Question

I am debating whether to give my files a public url or a limited private one.

I am hosting various files for a mobile/web application. These will include product images and videos. Currently only authorized users can access this application, and so the files are private. However, I suppose users may want to directly share the file URLs with other users who are not authorized users so they can view them directly (eg through a web browser).

Currently the files are on an AWS S3 bucket (which has no public access) files are given a public url that expires after a short period of time (eg hours). By following this system we also avoid DOS attacks on our S3 bucket.

Am I missing any major reasons to make them public vs private (and the other way around)?

I noticed that facebook used to have persistent file urls for user photos across their CDN, but now they are only valid for an authenticated user (I haven't tested their persistence over time).

Was it helpful?

Solution

I think Facebook restricted images to authenticated users in an effort to stop "screen scraping" by unknown actors. This also verifies that an image can only be viewed under strict business rules (friends, friends of friends, etc.).

By "public URL", do you mean you have a signature as part of the URL that causes it to expire after a certain time or do you have a token that kills the link when the user's session expires? If the link is still active after a user logs out, even for a short while, that could pose a security risk.

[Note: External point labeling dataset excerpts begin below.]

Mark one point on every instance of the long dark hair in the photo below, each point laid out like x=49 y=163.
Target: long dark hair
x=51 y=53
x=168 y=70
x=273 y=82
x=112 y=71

If you've been asked for the ability to share files without the need for a user login, you might consider applying a passcode at the very least to access the file. Otherwise, you're sending a file into the wild to be accessed by whomever has the link without any authentication at all. Not sure what kind of content you're dealing with, but if the file contains personally identifiable information (PII data), that's another security risk.

You should also consider a way to kill any file link immediately by the user in the case that something was sent out that shouldn't have been.

Might bear discussing this further with your IT team to iron out the rules for allowing non-authenticated file access.